Alternate dynamic regime theory has also suggested taking advantage of the rainy pulses of climatic oscillations to restore degraded arid ecosystems. During El Niño episodes, rainfall increases dramatically in South America and the central Pacific islands, and droughts parch large parts of Australia, the Philippines, and Indonesia. The alternate phase, La Niña, is roughly the reverse. The oscillation is irregular, about every three to six years, and climate change may increase the frequency.

Milena Holmgren, of Wageningen University, studies dry, hot South American woodlands, where seedlings struggle to survive—they die unless they're under a canopy of adult plants. Excluding the herbivores that normally eat the plants doesn't boost the plants' chances of survival, because it's still too hot and dry for the seedlings. An El Niño year can deliver up to 10 times more rain in some regions, yet the extra water may not help if the herbivores remain. But by excluding herbivores during a rainy pulse, the system could flip back to a woodland state.

Overuse threatens drylands around the world, transforming shrublands (top left) into small shrub patches (middle left) and degraded savannas (bottom left). Rainfall pulses may help reestablish trees in degraded landscapes, depending on the herbivores present (top and bottom right). Fast-growing tree seedlings can escape native lizards in north Peru, but growing conditions are less favorable in central Chile, and more voracious introduced herbivores (not pictured) limit tree recruitment. Herbivore exclusion combined with a rainy pulse might restore such areas. Photographs: Milena Holmgren (left three, top right), Alessandro Catenazzi (bottom right).

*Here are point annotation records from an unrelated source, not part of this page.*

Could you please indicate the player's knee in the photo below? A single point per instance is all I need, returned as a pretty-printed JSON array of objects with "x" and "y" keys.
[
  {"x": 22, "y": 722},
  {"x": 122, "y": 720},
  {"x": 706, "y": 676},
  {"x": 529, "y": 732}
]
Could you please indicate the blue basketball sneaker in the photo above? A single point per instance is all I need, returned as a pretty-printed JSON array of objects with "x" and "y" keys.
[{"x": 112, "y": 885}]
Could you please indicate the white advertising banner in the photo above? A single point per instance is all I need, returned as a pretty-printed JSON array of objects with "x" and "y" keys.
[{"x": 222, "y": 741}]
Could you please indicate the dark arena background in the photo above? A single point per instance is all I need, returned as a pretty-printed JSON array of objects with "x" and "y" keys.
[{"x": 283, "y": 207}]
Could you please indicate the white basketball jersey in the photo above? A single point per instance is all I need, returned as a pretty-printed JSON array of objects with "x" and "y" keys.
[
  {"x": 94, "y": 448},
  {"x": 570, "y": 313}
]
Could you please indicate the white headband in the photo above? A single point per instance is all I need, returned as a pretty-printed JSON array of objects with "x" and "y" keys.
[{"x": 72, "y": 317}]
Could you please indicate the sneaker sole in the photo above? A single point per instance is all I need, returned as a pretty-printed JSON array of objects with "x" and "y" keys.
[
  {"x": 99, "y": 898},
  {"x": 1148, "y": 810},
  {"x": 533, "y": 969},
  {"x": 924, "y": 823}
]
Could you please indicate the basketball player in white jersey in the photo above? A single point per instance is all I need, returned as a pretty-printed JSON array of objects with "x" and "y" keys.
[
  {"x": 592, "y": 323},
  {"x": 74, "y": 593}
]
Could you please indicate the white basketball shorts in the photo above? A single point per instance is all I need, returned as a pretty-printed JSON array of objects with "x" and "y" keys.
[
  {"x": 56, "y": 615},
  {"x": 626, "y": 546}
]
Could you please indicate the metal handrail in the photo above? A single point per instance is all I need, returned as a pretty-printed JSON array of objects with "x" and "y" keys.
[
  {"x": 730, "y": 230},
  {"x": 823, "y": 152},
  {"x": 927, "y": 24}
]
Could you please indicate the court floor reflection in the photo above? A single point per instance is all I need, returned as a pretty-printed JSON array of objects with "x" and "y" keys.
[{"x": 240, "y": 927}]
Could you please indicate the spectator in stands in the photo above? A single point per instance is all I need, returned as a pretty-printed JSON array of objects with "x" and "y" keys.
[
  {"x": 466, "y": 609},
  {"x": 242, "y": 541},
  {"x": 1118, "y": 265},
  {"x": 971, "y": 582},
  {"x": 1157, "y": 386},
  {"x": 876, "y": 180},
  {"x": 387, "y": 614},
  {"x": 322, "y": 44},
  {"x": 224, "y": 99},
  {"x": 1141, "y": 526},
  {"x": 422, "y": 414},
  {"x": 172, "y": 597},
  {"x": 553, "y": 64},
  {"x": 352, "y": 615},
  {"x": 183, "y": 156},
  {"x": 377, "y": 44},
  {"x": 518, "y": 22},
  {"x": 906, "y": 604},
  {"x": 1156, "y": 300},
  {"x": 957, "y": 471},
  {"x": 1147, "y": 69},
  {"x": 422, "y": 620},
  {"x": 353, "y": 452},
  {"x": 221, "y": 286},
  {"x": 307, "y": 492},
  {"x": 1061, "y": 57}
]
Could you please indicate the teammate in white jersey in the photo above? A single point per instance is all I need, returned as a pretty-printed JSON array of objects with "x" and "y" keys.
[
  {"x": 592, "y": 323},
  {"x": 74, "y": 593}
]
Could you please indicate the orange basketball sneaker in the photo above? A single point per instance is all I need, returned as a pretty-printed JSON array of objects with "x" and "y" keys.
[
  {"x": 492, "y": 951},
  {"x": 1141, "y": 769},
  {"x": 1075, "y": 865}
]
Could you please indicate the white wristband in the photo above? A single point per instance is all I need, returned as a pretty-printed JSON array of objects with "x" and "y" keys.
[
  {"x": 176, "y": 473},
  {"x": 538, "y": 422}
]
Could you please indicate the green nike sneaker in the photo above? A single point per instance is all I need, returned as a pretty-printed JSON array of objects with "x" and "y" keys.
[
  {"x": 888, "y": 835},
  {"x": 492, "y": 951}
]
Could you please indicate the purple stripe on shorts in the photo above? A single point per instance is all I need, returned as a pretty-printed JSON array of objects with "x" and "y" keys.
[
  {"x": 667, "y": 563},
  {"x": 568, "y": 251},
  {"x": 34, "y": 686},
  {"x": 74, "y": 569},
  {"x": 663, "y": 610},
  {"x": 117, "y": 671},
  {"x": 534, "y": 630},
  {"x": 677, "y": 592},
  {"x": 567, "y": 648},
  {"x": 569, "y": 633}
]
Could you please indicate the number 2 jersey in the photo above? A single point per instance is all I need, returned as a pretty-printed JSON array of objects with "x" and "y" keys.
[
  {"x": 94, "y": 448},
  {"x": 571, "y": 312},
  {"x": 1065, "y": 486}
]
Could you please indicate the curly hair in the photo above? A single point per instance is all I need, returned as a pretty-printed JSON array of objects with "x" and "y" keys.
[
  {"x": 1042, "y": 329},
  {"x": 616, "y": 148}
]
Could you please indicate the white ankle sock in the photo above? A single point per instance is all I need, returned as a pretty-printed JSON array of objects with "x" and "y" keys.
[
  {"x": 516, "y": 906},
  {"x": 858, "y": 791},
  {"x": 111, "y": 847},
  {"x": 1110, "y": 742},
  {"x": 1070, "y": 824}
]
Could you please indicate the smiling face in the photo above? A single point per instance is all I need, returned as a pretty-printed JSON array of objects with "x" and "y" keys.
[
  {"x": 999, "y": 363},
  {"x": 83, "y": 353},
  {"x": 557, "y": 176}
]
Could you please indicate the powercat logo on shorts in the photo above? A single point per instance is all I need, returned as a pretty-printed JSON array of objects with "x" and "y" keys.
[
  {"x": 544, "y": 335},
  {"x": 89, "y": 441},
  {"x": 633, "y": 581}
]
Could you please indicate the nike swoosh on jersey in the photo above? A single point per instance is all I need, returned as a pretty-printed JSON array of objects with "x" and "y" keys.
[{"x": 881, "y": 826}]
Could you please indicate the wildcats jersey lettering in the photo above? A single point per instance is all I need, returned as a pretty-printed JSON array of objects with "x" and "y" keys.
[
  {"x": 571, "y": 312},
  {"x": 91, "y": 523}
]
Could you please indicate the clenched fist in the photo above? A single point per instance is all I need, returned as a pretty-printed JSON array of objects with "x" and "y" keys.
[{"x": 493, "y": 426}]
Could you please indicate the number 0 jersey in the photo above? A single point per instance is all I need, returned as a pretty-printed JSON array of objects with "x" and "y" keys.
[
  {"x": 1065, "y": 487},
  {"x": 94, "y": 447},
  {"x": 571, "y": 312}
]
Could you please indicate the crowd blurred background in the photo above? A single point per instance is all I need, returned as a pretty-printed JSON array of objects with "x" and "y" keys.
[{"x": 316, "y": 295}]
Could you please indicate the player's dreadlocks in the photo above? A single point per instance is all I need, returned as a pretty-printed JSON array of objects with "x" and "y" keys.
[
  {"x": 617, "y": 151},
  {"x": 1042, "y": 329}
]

Tree ring studies in northern Peru indicate that extreme rainy pulses have facilitated the establishment of tress and shrubs in the past, providing some proof of principle. Seedlings in Peru grow fast enough to escape being decimated by the native lizards that prey upon them. In central Chile, however, seedlings grow more slowly and cannot escape introduced European rabbits and hares. Temporarily excluding the grazers may help in Chile, allowing a woodland regime to become established. As in the shallow lake example, a one-time reduction of certain animals, combined with an altered resource level, changes the basins of attraction so the ball can tip back into another trough.

Social–ecological systems

With the ever-increasing human pressure on ecosystems, scientists say, a tipping-point perspective is essential. They warn against using the old resource-management paradigm—the one that assumes ecosystems are linear, predictable, and controllable—to monitor ecosystem services.

Attempting to dial up some optimal mix of ecosystem services may well backfire, because different ecosystem services are strongly linked together ecologically, and changing one thing changes others, often in unpredictable ways. Furthermore, different landscapes produce different bundles of ecosystem services. “You can't just go halfway between them,” says Garry Peterson, of McGill University in Montreal. “The reinforcing processes are either going to push you one way or the other.”

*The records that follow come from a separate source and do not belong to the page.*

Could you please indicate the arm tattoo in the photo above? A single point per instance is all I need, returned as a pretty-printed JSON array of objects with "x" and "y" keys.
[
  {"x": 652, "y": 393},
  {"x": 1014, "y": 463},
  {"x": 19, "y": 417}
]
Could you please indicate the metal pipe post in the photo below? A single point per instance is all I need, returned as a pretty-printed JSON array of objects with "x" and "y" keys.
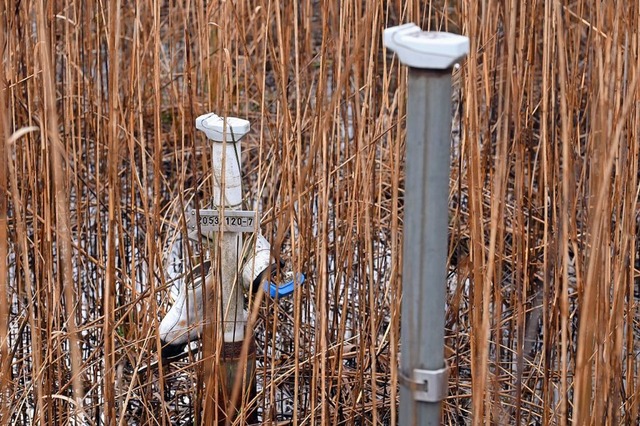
[
  {"x": 425, "y": 237},
  {"x": 423, "y": 371}
]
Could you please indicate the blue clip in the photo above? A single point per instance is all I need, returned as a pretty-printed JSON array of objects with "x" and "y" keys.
[{"x": 283, "y": 290}]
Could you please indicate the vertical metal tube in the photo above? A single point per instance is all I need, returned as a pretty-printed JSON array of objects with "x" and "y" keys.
[{"x": 425, "y": 236}]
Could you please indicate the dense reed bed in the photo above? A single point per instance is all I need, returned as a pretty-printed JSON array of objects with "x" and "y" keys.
[{"x": 101, "y": 158}]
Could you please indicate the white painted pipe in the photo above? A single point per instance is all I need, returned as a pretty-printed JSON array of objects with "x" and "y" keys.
[{"x": 225, "y": 136}]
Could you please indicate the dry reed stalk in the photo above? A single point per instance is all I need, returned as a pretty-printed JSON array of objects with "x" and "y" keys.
[{"x": 542, "y": 314}]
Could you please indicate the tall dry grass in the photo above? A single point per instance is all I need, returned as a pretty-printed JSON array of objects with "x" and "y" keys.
[{"x": 101, "y": 159}]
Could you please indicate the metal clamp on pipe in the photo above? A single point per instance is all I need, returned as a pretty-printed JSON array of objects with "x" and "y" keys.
[{"x": 427, "y": 385}]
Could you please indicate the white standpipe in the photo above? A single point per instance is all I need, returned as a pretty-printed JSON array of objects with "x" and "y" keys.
[{"x": 225, "y": 136}]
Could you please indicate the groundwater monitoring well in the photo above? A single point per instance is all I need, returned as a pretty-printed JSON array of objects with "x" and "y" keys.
[{"x": 423, "y": 373}]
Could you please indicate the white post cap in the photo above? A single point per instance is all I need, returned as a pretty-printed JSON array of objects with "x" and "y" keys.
[
  {"x": 425, "y": 49},
  {"x": 214, "y": 127}
]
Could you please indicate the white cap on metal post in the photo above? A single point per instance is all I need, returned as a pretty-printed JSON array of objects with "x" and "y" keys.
[
  {"x": 214, "y": 127},
  {"x": 425, "y": 49}
]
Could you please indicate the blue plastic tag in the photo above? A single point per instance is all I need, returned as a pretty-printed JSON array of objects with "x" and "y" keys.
[{"x": 284, "y": 290}]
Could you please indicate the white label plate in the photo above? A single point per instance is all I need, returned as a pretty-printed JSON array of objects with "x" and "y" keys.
[{"x": 234, "y": 220}]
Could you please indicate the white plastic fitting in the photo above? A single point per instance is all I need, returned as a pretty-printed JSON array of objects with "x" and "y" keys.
[
  {"x": 227, "y": 194},
  {"x": 226, "y": 154},
  {"x": 425, "y": 49},
  {"x": 216, "y": 130}
]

Social dynamics such as economic incentives or regulatory constraints are often what keep an ecosystem on one side or the other of a threshold. Many researchers routinely refer to social–ecological systems, giving the two domains equal weight. “You can't divorce the two of them and think about them independently,” says Lance H. Gunderson, of Emory University in Georgia, who studies the policy and management tangle in Florida's Everglades.

In a human-dominated world that is undergoing multiple global changes and is increasingly likely to toss up surprises, building greater social capacity to cope with uncertainty becomes part of the challenge. Social resilience and ecological resilience intertwine.